Location: Corn Insects and Crop Genetics ResearchTitle: Constructing Zea mays genes from RNA-Seq expression data using FINDER - a fully automated gene annotator
|BANERJEE, SAGNIK - Iowa State University|
|BHANDARY, PRIYANKA - Iowa State University|
Submitted to: Maize Annual Meetings
Publication Type: Abstract Only
Publication Acceptance Date: 3/6/2021
Publication Date: 3/8/2021
Citation: Banerjee, S., Bhandary, P., Woodhouse, M.H., Sen, T.Z., Wise, R.P., Andorf, C.M. 2021. Constructing Zea mays genes from RNA-Seq expression data using FINDER - a fully automated gene annotator. Maize Annual Meetings. 41.
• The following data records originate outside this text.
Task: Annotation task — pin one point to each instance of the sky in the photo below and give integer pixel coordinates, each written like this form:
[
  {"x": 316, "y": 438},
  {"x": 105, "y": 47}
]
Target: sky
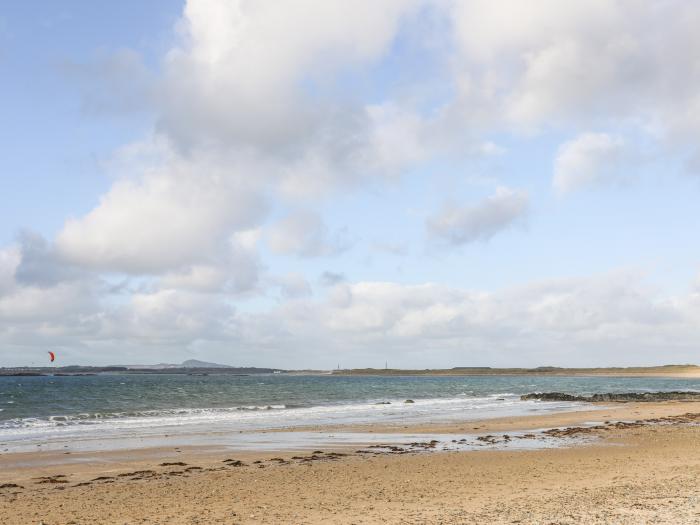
[{"x": 303, "y": 184}]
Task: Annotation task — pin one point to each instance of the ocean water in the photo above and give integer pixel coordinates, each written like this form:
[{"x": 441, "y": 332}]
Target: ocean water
[{"x": 52, "y": 411}]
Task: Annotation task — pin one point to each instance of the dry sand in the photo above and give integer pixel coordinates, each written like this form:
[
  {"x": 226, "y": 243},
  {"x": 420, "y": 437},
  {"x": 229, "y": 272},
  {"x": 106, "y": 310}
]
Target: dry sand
[{"x": 638, "y": 473}]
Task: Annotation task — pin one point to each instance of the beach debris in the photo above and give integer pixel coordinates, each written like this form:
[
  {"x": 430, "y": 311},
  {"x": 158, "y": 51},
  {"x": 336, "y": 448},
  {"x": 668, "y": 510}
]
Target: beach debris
[
  {"x": 58, "y": 478},
  {"x": 620, "y": 397},
  {"x": 138, "y": 474}
]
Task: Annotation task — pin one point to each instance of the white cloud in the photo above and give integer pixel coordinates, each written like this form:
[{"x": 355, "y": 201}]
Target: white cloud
[
  {"x": 178, "y": 212},
  {"x": 464, "y": 224},
  {"x": 589, "y": 159},
  {"x": 584, "y": 64}
]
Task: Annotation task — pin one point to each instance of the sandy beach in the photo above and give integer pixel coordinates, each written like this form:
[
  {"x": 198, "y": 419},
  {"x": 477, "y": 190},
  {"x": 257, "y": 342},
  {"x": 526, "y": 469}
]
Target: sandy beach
[{"x": 642, "y": 471}]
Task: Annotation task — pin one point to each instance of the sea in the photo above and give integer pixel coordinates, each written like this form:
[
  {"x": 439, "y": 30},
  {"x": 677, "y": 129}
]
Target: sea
[{"x": 112, "y": 411}]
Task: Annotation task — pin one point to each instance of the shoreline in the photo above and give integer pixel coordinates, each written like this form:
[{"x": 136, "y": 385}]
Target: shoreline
[{"x": 302, "y": 486}]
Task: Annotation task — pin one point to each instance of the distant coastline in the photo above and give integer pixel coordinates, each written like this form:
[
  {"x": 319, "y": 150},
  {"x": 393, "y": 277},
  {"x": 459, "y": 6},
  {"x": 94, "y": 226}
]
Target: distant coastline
[
  {"x": 679, "y": 371},
  {"x": 671, "y": 371}
]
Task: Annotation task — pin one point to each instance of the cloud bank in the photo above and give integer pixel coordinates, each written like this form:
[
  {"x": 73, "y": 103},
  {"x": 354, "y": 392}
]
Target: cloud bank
[{"x": 268, "y": 116}]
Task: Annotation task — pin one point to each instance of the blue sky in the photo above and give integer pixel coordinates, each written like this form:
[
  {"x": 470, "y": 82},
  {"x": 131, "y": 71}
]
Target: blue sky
[{"x": 434, "y": 183}]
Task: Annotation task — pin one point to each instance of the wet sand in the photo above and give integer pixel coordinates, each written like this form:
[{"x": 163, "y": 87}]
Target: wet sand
[{"x": 644, "y": 471}]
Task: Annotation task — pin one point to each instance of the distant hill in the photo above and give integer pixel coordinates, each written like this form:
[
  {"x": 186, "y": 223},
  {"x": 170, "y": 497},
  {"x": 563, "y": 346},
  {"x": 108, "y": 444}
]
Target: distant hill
[
  {"x": 194, "y": 363},
  {"x": 190, "y": 363}
]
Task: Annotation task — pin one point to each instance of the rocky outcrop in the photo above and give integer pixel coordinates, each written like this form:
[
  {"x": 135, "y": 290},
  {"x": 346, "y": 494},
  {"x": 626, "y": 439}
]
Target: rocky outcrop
[{"x": 615, "y": 397}]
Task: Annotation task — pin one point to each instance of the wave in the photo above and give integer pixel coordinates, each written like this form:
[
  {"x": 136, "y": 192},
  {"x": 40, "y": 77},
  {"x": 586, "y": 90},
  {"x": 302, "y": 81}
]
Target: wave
[{"x": 268, "y": 416}]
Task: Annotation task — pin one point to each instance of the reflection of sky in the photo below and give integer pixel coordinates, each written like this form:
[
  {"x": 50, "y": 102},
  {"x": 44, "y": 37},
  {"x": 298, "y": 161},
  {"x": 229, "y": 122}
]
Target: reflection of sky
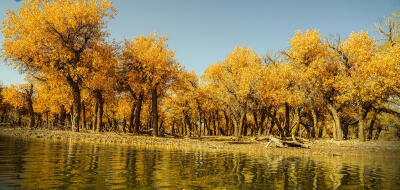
[{"x": 203, "y": 32}]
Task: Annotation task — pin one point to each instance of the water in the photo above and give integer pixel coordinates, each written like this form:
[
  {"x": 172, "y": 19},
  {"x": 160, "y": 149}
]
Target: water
[{"x": 36, "y": 164}]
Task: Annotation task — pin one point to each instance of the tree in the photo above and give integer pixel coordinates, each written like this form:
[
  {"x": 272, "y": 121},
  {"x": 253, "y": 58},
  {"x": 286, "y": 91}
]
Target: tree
[
  {"x": 21, "y": 96},
  {"x": 42, "y": 37},
  {"x": 234, "y": 83},
  {"x": 150, "y": 58}
]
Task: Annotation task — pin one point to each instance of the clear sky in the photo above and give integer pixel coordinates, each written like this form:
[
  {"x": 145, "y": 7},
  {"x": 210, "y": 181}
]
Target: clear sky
[{"x": 204, "y": 31}]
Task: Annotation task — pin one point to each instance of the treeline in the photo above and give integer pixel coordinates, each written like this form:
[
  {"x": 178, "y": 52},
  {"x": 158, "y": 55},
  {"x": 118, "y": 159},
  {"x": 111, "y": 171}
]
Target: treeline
[{"x": 78, "y": 79}]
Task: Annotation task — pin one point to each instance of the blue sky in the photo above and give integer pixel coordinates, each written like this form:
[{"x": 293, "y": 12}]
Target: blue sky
[{"x": 204, "y": 31}]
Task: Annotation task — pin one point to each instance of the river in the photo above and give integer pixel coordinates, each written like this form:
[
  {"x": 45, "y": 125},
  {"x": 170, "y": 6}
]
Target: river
[{"x": 40, "y": 164}]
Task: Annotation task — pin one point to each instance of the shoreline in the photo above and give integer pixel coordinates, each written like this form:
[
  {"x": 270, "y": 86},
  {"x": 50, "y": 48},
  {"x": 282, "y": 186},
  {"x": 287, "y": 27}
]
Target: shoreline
[{"x": 248, "y": 145}]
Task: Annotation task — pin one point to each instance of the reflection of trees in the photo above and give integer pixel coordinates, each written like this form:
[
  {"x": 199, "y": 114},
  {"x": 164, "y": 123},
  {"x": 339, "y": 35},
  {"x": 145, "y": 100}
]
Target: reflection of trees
[{"x": 79, "y": 166}]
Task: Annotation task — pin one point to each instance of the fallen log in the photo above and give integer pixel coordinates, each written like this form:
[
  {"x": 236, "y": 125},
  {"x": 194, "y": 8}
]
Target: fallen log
[{"x": 285, "y": 143}]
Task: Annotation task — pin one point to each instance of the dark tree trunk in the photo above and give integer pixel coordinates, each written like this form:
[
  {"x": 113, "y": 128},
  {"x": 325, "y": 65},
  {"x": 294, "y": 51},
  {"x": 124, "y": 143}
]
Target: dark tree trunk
[
  {"x": 96, "y": 110},
  {"x": 371, "y": 126},
  {"x": 337, "y": 132},
  {"x": 137, "y": 113},
  {"x": 30, "y": 107},
  {"x": 287, "y": 120},
  {"x": 124, "y": 125},
  {"x": 154, "y": 107},
  {"x": 76, "y": 103},
  {"x": 100, "y": 111},
  {"x": 315, "y": 124},
  {"x": 83, "y": 115},
  {"x": 63, "y": 115},
  {"x": 378, "y": 131},
  {"x": 362, "y": 113},
  {"x": 131, "y": 118}
]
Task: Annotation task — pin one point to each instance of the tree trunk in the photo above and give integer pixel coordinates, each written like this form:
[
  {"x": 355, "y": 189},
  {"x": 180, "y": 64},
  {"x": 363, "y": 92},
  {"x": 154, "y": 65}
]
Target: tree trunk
[
  {"x": 137, "y": 113},
  {"x": 314, "y": 130},
  {"x": 63, "y": 115},
  {"x": 338, "y": 129},
  {"x": 287, "y": 120},
  {"x": 76, "y": 104},
  {"x": 100, "y": 110},
  {"x": 96, "y": 110},
  {"x": 361, "y": 124},
  {"x": 154, "y": 107},
  {"x": 371, "y": 126},
  {"x": 31, "y": 113},
  {"x": 378, "y": 131},
  {"x": 83, "y": 115},
  {"x": 132, "y": 118},
  {"x": 124, "y": 125}
]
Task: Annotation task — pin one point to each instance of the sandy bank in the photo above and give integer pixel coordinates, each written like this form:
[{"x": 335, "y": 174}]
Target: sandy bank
[{"x": 252, "y": 145}]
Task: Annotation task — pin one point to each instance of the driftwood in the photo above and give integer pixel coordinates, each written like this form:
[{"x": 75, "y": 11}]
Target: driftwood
[{"x": 287, "y": 143}]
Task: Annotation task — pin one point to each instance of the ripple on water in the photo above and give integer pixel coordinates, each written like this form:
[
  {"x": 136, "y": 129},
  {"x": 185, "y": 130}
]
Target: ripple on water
[{"x": 66, "y": 165}]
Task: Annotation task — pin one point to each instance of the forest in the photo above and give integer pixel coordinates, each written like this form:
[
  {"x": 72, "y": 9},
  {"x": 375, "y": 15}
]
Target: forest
[{"x": 78, "y": 79}]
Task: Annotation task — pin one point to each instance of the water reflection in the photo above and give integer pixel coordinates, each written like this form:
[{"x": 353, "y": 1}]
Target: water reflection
[{"x": 66, "y": 165}]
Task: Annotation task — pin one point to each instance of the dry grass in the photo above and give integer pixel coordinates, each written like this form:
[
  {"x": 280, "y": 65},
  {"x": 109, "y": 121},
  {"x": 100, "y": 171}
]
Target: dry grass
[{"x": 250, "y": 145}]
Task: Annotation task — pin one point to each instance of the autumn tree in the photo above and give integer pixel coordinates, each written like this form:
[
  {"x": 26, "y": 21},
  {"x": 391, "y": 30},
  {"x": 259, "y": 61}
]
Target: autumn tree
[
  {"x": 153, "y": 64},
  {"x": 42, "y": 37},
  {"x": 234, "y": 83},
  {"x": 21, "y": 97}
]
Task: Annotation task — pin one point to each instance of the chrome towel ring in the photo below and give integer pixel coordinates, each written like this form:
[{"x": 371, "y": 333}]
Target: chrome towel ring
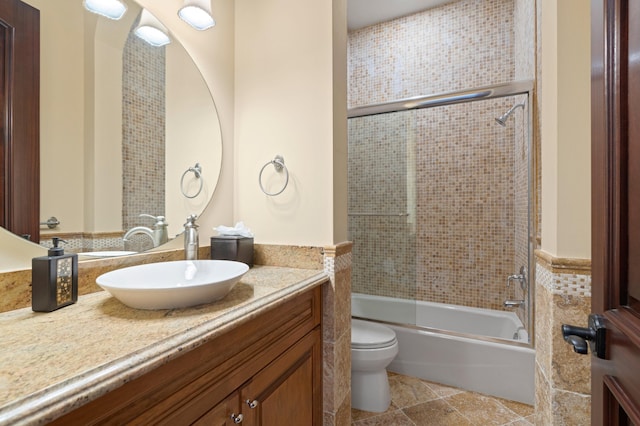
[
  {"x": 278, "y": 163},
  {"x": 197, "y": 170}
]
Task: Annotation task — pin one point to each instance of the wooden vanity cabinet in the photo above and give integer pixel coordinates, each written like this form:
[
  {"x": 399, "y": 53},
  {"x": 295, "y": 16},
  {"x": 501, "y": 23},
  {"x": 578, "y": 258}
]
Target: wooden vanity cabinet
[{"x": 266, "y": 371}]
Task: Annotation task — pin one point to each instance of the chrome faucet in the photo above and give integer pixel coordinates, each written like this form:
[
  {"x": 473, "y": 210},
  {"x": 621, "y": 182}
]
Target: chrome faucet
[
  {"x": 522, "y": 277},
  {"x": 191, "y": 243},
  {"x": 513, "y": 303},
  {"x": 159, "y": 234}
]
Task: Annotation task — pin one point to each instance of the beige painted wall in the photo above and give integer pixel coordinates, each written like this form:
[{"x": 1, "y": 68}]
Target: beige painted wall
[
  {"x": 213, "y": 52},
  {"x": 62, "y": 56},
  {"x": 565, "y": 129},
  {"x": 284, "y": 105}
]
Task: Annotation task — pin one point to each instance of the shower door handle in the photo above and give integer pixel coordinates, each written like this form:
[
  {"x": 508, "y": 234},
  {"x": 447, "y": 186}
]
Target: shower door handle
[{"x": 595, "y": 334}]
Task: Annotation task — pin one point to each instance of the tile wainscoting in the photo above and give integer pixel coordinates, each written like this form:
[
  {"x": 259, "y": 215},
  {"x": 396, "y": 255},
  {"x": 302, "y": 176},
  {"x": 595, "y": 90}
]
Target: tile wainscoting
[{"x": 563, "y": 379}]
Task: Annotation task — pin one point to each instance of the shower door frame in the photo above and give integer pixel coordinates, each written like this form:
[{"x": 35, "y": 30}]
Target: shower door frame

Technical Abstract: Gene annotation in eukaryotes is a non-trivial task that requires meticulous analysis of expression data. The presence of transposable elements and sequence repeats in eukaryotic genomes adds to this complexity, as does overlapping genes and genes that produce numerous transcripts. Currently available software annotate genomes by relying on full-length cDNA or on a database of splice junctions which makes them susceptible to the errors in the input. We present FINDER, which automates downloading of expression data from NCBI, optimizes read alignment, assembles transcript and performs gene prediction. FINDER is optimized to map reads with different settings to capture all biologically relevant alignments with special attention to micro-exons (exon length less than 51 nucleotides). We configured FINDER to apply statistical changepoint detection to read coverage data which led to the discovery of overlapping genes on the same strand and accurately redefine the boundaries of some overlapping genes on opposite strands. FINDER further reports transcripts and recognizes genes that are expressed under specific conditions. FINDER integrates prediction results from BRAKER2 with assemblies constructed from expression data to approach the goal of exhaustive genome annotation. FINDER accurately reconstructed 22,198 and 25,156 transcripts in Arabidopsis thaliana and Zea mays respectively – about 4000 more transcripts than BRAKER2, MAKER2 and PASA. Even in different groups like transcripts with micro-exons, overlapping transcripts etc., FINDER reported a superior performance. The pipeline scores genes as high confidence or low confidence based on the available evidence. It is capable of processing eukaryotic genomes of all sizes and requires no manual supervision – ideal for bench researchers with limited experience in handling computational tools.